When we ran the numbers on how to meet the community’s growing energy needs, we discovered that it made more economic sense to place a battery in Punkin Center than to rebuild the20-mile distribution line that carries electricity to customers over rough, isolated terrain. The battery, housed in two climate-controlled structures tucked behind the local Post Office, charges in the late morning, then provides power from 3 p.m. to 8 p.m., when customer energy needs peak. The battery will maintain reliability for the area’s residents, deliver cleaner energy, and produce cost savings.

Like many of our peers in the industry, we also are planning to make the broad transition to electric vehicles (EVs) easier. The centerpieces of the plan are a proposal to offer incentives for homebuilders to prewire garages for EV chargers, and the installation of EV chargers in the workplace (where cars can be charged during the day), at home (when most of the charging would occur overnight), and for vehicle fleets (which can be charged throughout the day) – all at no upfront cost to customers.

On top of this, we have introduced pricing plans that reward customers for shifting their power use to mid-day when solar production is high. From November through April, residential customers can take advantage of a super off-peak rate that, among many things, allows them to pre-cool their homes or to charge their EVs at the equivalent of 30-cent per gallon gasoline.

An Ambitious and Inclusive Clean Energy Standard

Simply put, any standard that purports to value clean energy but excludes nuclear energy is no standard at all.

That’s one of the fundamental flaws of a 2018 Arizona ballot measure funded by political activist Tom Steyer. The measure actually would embed a renewable portfolio standard into our state’s Constitution, driving up customer bills, circumventing local policymakers, and forcing the early closure of Palo Verde Generating Station, the largest clean-air energy producer in America.

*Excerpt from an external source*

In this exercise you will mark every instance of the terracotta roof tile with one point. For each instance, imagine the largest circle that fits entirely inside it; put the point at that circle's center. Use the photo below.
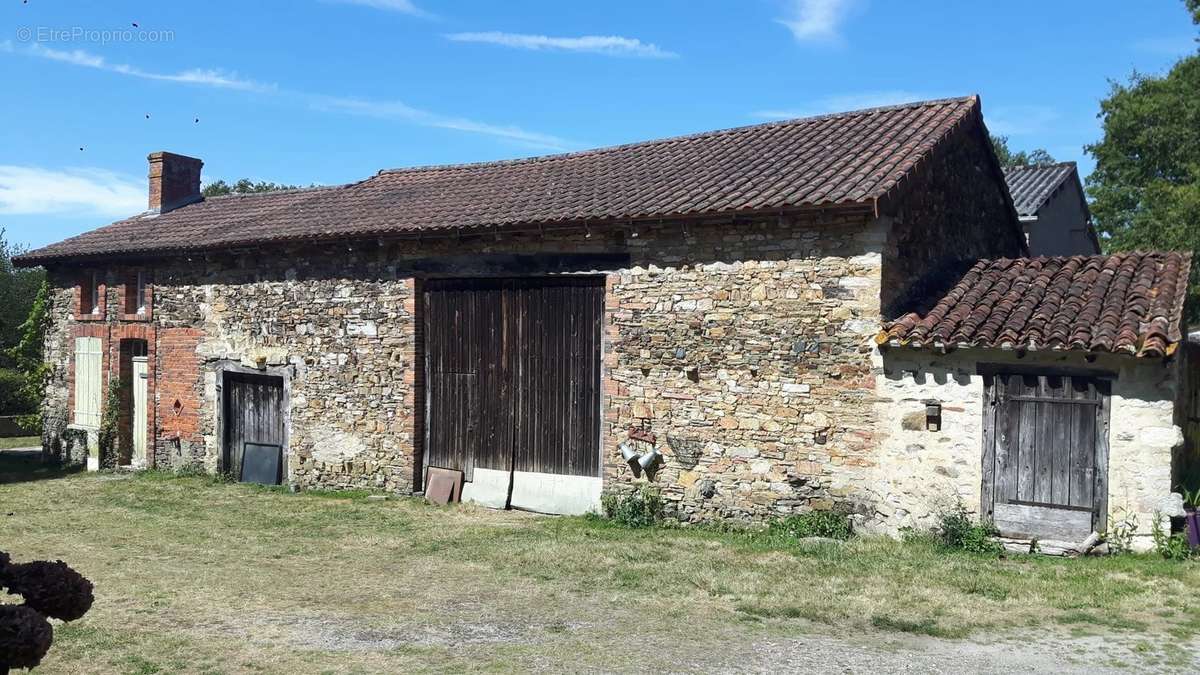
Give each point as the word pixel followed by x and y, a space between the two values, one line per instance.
pixel 1127 303
pixel 844 159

Palo Verde has produced more carbon-free electricity than all the solar power plants ever built in California, and it does so reliably at all hours. Palo Verde supplies 70 percent of Arizona’s clean-air energy, and it even uses recycled wastewater for cooling.

Many environmentalists who once opposed nuclear energy have become advocates precisely because it is an anchor of any serious attempt to reduce carbon emissions. Any clean energy standard meant to succeed in the real world should leverage the value of nuclear energy – as our industry has for decades, safely and in support of the environment and our customers.

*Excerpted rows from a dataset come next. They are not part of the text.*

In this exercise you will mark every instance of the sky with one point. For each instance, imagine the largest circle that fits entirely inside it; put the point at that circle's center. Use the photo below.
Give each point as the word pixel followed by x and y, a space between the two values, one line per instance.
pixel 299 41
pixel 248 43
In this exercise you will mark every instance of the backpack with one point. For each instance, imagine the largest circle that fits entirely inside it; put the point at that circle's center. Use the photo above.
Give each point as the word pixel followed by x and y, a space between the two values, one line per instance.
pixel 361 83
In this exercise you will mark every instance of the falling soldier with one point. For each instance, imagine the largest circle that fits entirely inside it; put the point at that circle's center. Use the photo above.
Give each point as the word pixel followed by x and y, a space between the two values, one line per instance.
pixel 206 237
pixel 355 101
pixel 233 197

Nuclear energy works in concert with renewable generation. Without nuclear, carbon emissions would increase because of greater reliance on natural gas to fill the inevitable void.

Moving Forward

The lessons are clear. To build a better, cleaner, and sustainable energy future for Arizona and the nation, we cannot follow the policies of the past. Too often they result in costs that are too high for customers, and in too much power in the wrong places at the wrong times, with no more than cosmetic benefit for the environment. Instead, we must consider three things:

  • Which resources have the best potential to lead us to a greatly reduced carbon future?
  • What is the best mix of energy resources and technology to maintain and improve reliability?
  • What is the best course to follow to provide cleaner energy at a fair cost to customers?

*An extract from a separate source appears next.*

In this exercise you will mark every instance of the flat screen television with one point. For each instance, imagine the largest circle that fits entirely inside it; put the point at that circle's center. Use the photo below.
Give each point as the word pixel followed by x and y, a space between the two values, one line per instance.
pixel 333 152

The best way to address these questions is through collaboration and innovative thinking. We know the way there: inclusive public dialogue in the venues designed for that purpose – such as regulatory forums, state legislative proceedings, industry councils, and town-hall style meetings. That will provide the best path to workable solutions and, just as important, will allow us as an industry to demonstrate our clean energy leadership and commitment. It can be done, as we have learned here in Arizona.


Gila Bend, home of four grid-scale solar plants, worked with APS to update this sign, which deservedly describes the town as Arizona’s Solar Capital.